相談室日誌 連載559 身元不明者の手遅れ死亡事例から民医連としてできることを考える (北海道)
当院では、毎年のように手遅れ死亡事例があります。残念ながら去年は4例の手遅れ死亡事例を報告しました。
Aさんは20年以上、路上生活をしていた人で、札幌市の「路上生活者観察活動」の対象者でした。ホームレス支援団体からも、支援を開始した当初から「ああ…」しか発語ができない状態で会話が成立しないとの情報で、当院搬送時も意思疎通が困難でした。身体的な性別が男性ということ以外、名前、生年月日、住所など何もわからない状況。救急搬送の1カ月前から体調不良の訴えはあったようですが、駅員が数回救急要請しても本人が断っていたようです。当院に搬送後、切除不能の左肺がん疑いで「いつ亡くなってもおかしくない状態のため、死亡時の対応を確認してほしい」とSWに介入依頼がありました。

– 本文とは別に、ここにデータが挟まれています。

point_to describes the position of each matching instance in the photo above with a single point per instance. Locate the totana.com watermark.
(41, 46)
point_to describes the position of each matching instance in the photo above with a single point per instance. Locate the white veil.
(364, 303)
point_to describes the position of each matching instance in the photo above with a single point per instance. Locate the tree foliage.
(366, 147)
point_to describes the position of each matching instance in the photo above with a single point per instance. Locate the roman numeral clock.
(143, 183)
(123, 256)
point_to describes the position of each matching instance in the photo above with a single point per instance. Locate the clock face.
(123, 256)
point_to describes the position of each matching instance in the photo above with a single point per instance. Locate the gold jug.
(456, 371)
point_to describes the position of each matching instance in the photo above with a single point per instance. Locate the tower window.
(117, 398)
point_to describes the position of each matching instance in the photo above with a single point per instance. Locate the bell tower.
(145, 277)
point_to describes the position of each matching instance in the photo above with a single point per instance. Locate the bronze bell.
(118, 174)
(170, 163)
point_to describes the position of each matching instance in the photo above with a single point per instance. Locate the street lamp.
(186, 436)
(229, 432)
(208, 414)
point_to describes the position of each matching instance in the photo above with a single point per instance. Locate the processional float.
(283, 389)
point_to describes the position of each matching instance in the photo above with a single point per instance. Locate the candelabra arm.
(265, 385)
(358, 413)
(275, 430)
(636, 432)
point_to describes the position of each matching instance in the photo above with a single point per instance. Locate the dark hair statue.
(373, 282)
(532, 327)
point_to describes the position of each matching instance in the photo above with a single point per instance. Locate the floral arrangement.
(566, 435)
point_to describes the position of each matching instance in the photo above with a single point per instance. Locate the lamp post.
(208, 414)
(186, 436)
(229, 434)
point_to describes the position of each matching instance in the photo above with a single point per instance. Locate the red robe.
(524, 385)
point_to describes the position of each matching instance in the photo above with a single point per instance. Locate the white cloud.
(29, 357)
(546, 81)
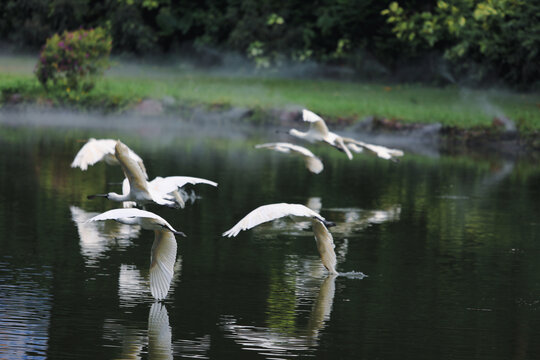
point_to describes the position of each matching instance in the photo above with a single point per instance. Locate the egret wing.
(125, 191)
(314, 164)
(325, 245)
(163, 258)
(274, 146)
(121, 214)
(92, 152)
(342, 146)
(270, 212)
(381, 151)
(132, 169)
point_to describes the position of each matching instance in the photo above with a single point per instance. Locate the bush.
(73, 60)
(502, 36)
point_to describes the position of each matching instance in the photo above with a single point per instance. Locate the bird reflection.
(96, 238)
(132, 283)
(274, 342)
(351, 220)
(156, 339)
(159, 333)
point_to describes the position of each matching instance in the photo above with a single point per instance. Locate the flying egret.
(139, 191)
(313, 163)
(318, 131)
(381, 151)
(170, 188)
(163, 255)
(102, 150)
(298, 212)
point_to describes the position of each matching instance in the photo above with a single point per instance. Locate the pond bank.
(415, 137)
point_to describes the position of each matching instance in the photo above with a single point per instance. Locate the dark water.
(450, 246)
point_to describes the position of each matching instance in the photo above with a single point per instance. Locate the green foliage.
(73, 60)
(501, 35)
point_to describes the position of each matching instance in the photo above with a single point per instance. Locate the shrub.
(73, 60)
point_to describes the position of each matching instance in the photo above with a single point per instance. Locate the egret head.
(296, 133)
(328, 224)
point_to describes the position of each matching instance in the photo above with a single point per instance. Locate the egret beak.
(329, 223)
(90, 197)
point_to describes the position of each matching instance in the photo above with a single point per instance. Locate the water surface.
(449, 244)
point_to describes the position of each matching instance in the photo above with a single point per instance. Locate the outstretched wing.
(116, 214)
(317, 123)
(163, 258)
(380, 151)
(342, 146)
(131, 168)
(92, 152)
(325, 245)
(270, 212)
(313, 163)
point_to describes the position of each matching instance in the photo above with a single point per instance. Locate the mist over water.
(437, 236)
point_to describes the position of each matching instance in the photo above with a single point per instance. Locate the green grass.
(334, 99)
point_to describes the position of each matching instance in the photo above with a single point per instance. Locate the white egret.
(163, 255)
(318, 131)
(170, 188)
(381, 151)
(298, 212)
(139, 191)
(102, 150)
(313, 163)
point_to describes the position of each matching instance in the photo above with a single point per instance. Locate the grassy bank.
(127, 84)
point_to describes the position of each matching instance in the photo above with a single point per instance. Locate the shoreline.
(393, 133)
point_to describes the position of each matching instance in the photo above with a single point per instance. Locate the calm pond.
(450, 247)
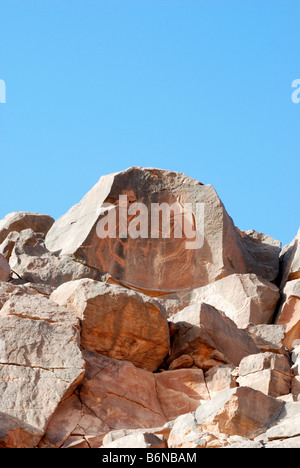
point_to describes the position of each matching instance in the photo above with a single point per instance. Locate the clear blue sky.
(197, 86)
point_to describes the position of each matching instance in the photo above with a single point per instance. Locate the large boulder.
(290, 261)
(40, 360)
(114, 395)
(268, 372)
(20, 220)
(180, 391)
(122, 236)
(32, 262)
(246, 299)
(209, 337)
(242, 410)
(289, 312)
(4, 269)
(117, 322)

通常、行旅病人及行旅死亡人取扱法にもとづいて、行旅死亡人として対応することを検討しますが、札幌市からは身元不明者の行旅病人を対応したことはないとの回答でした。結局、医療費の支払いも困難な状況のため、生活保護の申請を検討することになりました。保護課からは「生活保護を決定させるので、火葬許可証を出してもらうために警察へ検死要請してほしい」と言われ、警察からは「なぜ行旅死亡人として対応しないのか」と問われたため、保護課、保健福祉課、警察間で相談して、最終的に警察へ検死要請を行い、生活保護による葬祭扶助で対応しました。
Aさんは入院3日後に逝去しました。人間としてあまりにも切ない最期となりました。身元照会を受け、火葬されたのは4カ月後になります。まったくの身元不明者は当院としても初めての対応でした。このような身元不明者にSWとして何ができたのか? 行旅病人、死亡人制度がもう少し利用しやすければ、尊厳ある最期を迎えることができたのか? 無料低額診療事業が周知され、受診でいのちを救えたのか? 当院医療福祉課としても悩んだ事例でした。
北海道民医連では、ホームレス支援団体と共同して支援活動を展開しています。このようなアウトリーチにより人間の尊厳が保たれ、手遅れ事例がなくなるように活動を継続します。